I've sort of stumbled onto this topic organically and now I'm rather curious. In the context of building a recommendation system, I understand the concept of a high dimensional space made of vectors, and how cosine similarity is a way to derive similarity between vectors regardless of their magnitude.Naturally I was curious about using simple distance-based calculations instead, and I'm hearing about the curse of dimensionality. I think I sort of get it but only on a surface level, not very deeply.I'm also curious if it's possible to take any high dimensional space and somehow convert it into a weighted graph instead? And if there are recommendation/similarity systems based on this approach instead, and basically how all of this works in general at a holistic level.I find 3Blue1Brown's videos (like https://www.youtube.com/watch?v=WUvTyaaNkzM) to be so good at explaining subject matter. Is there anything in this format that really helps illustrate all of this new material I'm referring to?

bjourne · Accepted Answer

Distances grows as dimensionality grows is the curse of dimensionality.
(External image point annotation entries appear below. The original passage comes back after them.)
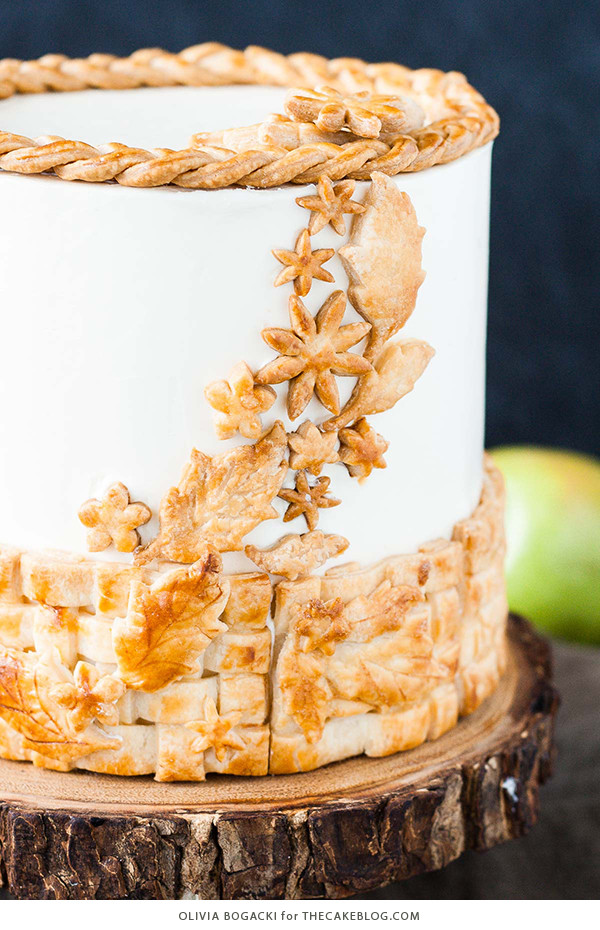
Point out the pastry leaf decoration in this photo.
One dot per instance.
(305, 692)
(396, 371)
(383, 261)
(219, 499)
(294, 556)
(170, 623)
(28, 704)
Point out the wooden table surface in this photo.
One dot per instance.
(560, 858)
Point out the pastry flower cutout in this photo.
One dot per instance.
(312, 352)
(215, 732)
(114, 519)
(239, 403)
(306, 499)
(303, 265)
(90, 696)
(362, 449)
(311, 449)
(364, 114)
(329, 205)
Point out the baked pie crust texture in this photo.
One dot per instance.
(171, 666)
(344, 118)
(372, 660)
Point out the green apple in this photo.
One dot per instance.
(553, 537)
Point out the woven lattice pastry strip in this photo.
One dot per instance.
(371, 660)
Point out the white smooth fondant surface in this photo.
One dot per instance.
(119, 306)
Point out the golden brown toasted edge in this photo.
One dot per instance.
(280, 150)
(374, 660)
(378, 660)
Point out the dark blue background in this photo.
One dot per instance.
(538, 63)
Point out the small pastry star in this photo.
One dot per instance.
(215, 732)
(114, 519)
(304, 499)
(239, 403)
(312, 352)
(303, 265)
(311, 449)
(330, 205)
(362, 449)
(365, 114)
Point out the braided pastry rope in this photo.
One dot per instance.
(276, 152)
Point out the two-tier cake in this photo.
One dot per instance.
(247, 523)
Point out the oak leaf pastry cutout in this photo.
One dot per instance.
(305, 692)
(383, 261)
(89, 696)
(321, 625)
(170, 623)
(329, 205)
(28, 705)
(362, 449)
(310, 448)
(114, 519)
(220, 499)
(365, 114)
(215, 732)
(239, 402)
(312, 352)
(302, 265)
(295, 556)
(383, 611)
(306, 500)
(396, 371)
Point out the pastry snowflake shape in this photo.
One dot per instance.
(302, 265)
(239, 403)
(306, 500)
(329, 205)
(114, 519)
(362, 449)
(365, 114)
(310, 448)
(312, 352)
(89, 696)
(215, 732)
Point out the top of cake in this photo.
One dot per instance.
(340, 117)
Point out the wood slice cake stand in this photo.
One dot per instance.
(342, 830)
Imagine you have a circle with unit radius inscribed in a square whose sides are 2. The circle's area is pi, so pi/2^2 = 79% of all points in the space [-1,-1]-[1,1] are less than unit distance away from origin. For a sphere inside a cube the fraction is (4*pi/3)/2^3 = 52%, for a hypersphere it is (pi^2/2)/2^4 = 31%, and so on. As the number of dimensions grows the fraction approaches zero. E.g. only 0.25% of all points are inside the 10-dimensional sphere. So the distance between two random points in a high-dimensional space is likely large. Thus, modelling documents as high-dimensional vectors breaks down because they will be distant from each other and therefore dissimilar even though they may be "similar" to a human.One way to get around this is to take the cosine of the angle between the documents' respective vectors. While this often works better than the Euclidean distance, it is also affected by the curse of dimensionality. Afaik, there is no good way to work around the curse of dimensionality and similarity metrics not using vector representations often work better in practice. For example, one can model documents as bag-of-words and divide the size of the intersection with the size of the union.

esalman · Answer

I first encountered this in my machine learning class in the context of solving ridge regression or SVM.
Simply put, when performing SVM you want to find a plane that minimizes the sum of its distance from coordinates belonging to two classes. The coordinates can be very high dimensional, which makes the minimization problem hard (primal formulation: $y = w^Tx + b$, w being the weights you need to estimate, which is equal to a very high dimension).
With help of the Lagrangian of the primal formulation, you can show that $x' ~ w^Tx + b ~ ayx^Tx + b$. So instead of having to estimate a very high number of w's, you can do away with only estimating the dot product x^Tx, which is limited by the number of inputs. This is the kernel trick you can use to avoid the curse of dimensionality.

abecedarius · Answer

Why don't you try explaining what it is you find puzzling, yourself? That's not clear to me from your questions.

nextworddev · Answer

As you add more criteria, it becomes harder to find the result you are looking for.